Ausgehend von Bebenhausen folgten die Wanderer der Jakobsmuschel, die ihnen den Weg wies. Über Waldhausen führte die Route zunächst durch das idyllische Käsenbachtal. Dort befindet sich auch der geographische Mittelpunkt Baden-Württembergs, der von der Gruppe passiert wurde.
Am Ende des Tals erreichten die Pilger die Jakobuskirche sowie den Marktplatz von Tübingen. Anschließend ging es über die Burgensteige hinauf zum Schloss Hohentübingen. Nachdem die Stadt hinter ihnen lag, führte der Weg weiter zum Bismarckturm und über den Höhenrücken des Spitzbergs in Richtung Wurmlinger Kapelle. Unterwegs boten sich immer wieder beeindruckende Ausblicke auf das Neckartal und die umliegenden Weinberge.
Ein steiler, aber nicht allzu langer Anstieg brachte die Gruppe schließlich zur Wurmlinger Kapelle. Nach einer kurzen Rast wurde die letzte Wegstrecke in Angriff genommen. Ein paar Kilometer später erreichten die Pilger ihr Tagesziel Rottenburg, wo die diesjährige Etappe des Jakobswegs mit einem leckeren Eis endete.
Die rund 18 Kilometer lange Strecke wurde bei bestem Wanderwetter in etwa fünf Stunden Gehzeit zurückgelegt.

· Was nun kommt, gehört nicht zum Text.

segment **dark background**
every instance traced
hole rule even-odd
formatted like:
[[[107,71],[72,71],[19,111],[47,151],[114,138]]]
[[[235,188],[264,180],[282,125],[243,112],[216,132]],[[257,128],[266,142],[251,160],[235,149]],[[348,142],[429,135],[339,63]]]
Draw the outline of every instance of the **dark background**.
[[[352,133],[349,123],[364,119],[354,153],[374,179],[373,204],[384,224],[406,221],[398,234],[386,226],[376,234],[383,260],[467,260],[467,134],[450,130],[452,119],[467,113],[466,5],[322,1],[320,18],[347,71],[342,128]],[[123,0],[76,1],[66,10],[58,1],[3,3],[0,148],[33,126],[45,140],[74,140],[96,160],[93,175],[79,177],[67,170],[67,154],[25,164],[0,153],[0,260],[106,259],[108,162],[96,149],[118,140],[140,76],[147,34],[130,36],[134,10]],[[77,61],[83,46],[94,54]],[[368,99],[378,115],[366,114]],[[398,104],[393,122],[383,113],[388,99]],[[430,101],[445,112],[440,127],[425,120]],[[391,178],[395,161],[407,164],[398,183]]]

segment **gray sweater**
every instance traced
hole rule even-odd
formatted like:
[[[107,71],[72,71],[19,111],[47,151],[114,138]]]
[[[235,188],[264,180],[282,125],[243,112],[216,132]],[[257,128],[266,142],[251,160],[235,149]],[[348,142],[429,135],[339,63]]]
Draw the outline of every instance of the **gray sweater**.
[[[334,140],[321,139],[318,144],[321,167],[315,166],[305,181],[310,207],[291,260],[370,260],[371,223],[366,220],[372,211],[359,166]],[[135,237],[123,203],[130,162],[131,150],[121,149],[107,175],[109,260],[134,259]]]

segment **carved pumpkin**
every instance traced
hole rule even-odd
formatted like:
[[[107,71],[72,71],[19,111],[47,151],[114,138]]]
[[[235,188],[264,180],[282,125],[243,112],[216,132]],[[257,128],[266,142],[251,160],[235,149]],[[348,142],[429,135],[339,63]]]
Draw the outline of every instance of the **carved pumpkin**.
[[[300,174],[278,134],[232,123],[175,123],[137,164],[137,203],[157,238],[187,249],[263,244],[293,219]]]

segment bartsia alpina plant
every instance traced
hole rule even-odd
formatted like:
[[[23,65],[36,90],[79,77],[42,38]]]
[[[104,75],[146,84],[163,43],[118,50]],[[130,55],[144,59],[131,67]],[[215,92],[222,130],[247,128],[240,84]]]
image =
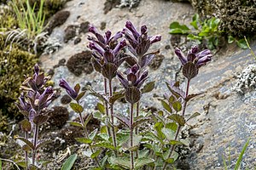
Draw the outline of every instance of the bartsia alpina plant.
[[[39,72],[38,65],[34,66],[34,75],[27,77],[22,83],[22,91],[16,103],[20,112],[25,116],[25,119],[20,122],[21,128],[25,131],[25,138],[19,137],[18,144],[25,150],[26,168],[38,167],[36,155],[37,150],[44,144],[50,142],[49,139],[38,139],[39,126],[48,120],[48,114],[51,111],[48,108],[54,99],[54,90],[52,87],[45,88],[45,83],[49,79],[44,76],[44,73]],[[29,138],[29,133],[32,131],[32,138]],[[22,141],[22,142],[20,142]],[[32,150],[32,162],[29,162],[28,151]]]
[[[79,84],[72,88],[65,79],[61,79],[59,85],[75,101],[70,107],[79,114],[80,122],[70,122],[70,124],[84,131],[84,138],[75,139],[88,144],[88,150],[83,153],[94,161],[92,169],[172,168],[170,165],[172,167],[178,157],[176,146],[186,144],[179,140],[182,128],[199,115],[196,112],[189,118],[184,116],[188,101],[200,94],[189,94],[189,82],[198,75],[201,66],[211,60],[210,51],[200,52],[195,46],[184,55],[176,48],[175,54],[186,77],[186,88],[183,91],[178,82],[168,81],[169,92],[165,94],[164,99],[159,99],[164,110],[145,112],[141,110],[141,99],[145,93],[150,93],[154,88],[154,82],[147,82],[150,76],[147,66],[159,53],[159,50],[150,51],[150,47],[160,42],[161,37],[148,36],[146,25],[138,31],[131,21],[113,36],[110,31],[102,34],[93,26],[90,26],[89,32],[91,35],[88,37],[88,48],[92,51],[92,63],[104,82],[103,92],[96,92],[92,87],[86,88],[90,94],[99,99],[96,110],[84,113],[86,104],[82,105],[81,99],[85,92],[80,92]],[[119,68],[124,62],[129,68],[121,72]],[[116,77],[121,89],[113,92]],[[114,110],[116,102],[122,98],[129,105],[128,117],[121,110]],[[22,108],[29,110],[26,103]],[[92,117],[101,122],[101,128],[88,132],[87,123]],[[140,126],[147,121],[153,122],[152,128],[139,131]]]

Die An- und Abreise erfolgte bequem mit öffentlichen Verkehrsmitteln.
Die Teilnehmer blickten auf eine abwechslungsreiche und eindrucksvolle Pilgerwanderung zurück, die neben landschaftlichen Höhepunkten auch Zeit für Gespräche, Besinnung und gemeinschaftliche Erlebnisse bot.